Later in the day, the group traveled to Meadowcroft Rockshelter, located in Avella, Pa. The site dates to as early as 19,000-16,000 years ago and represents a site of some of the first people to live in North America. The site is believed to be where the first people lived after crossing the Bering Land Bridge and much of North America to settle in the region. This site has the longest occupation history of any site in the New World.
At this site, students studied stone tools and artifacts, visited a wigwam, and learned about farming and the gardening system that used a rotation of corn, beans and squash. They also visited a reconstructed colonial 19th century village and a 16th century Monongahela Native American village to see what life was like during these time periods.

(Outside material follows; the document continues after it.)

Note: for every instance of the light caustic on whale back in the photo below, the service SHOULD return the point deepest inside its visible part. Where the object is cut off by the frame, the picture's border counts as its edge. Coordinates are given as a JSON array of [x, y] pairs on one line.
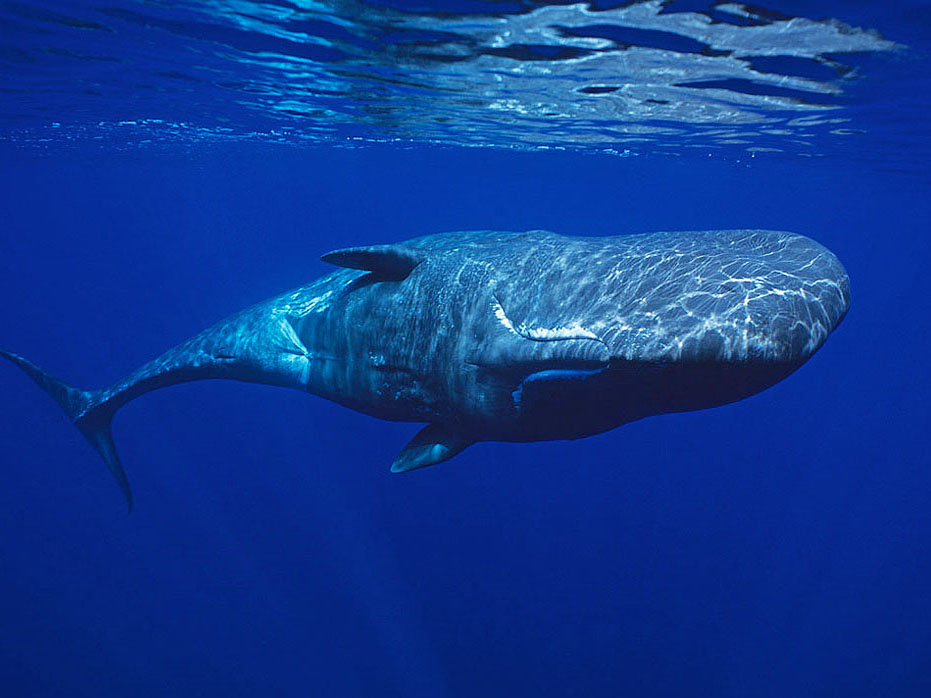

Wolf said the trip provided students with time to talk about many topics from politics and government to discussing the Paleo-Era native Americans culture and what they would find at the sites. “Every comment and musing was also framed by the perennial question of where individual sites and peoples and times fit into a larger view of the New World,” Wolf said.
The School of Humanities and Social Sciences funded the trip and students paid a small fee for meals and the overnight stay.
Winstead was one of the students on the trip. He said the trip was informative and allowed the students to meet people from different campuses. One of the students to attend is from IU Northwest and is in an online course at IU East.
“It was very neat to get to see sites where people had lived thousands of years ago, as well as the evidence they had left behind. For Grave Creek in particular, it was interesting to note that the town was sort of centered around the burial mound, they did not seem to disturb it. Overall, the trip was very informative and allowed for us to meet different people from different campuses,” Winstead said.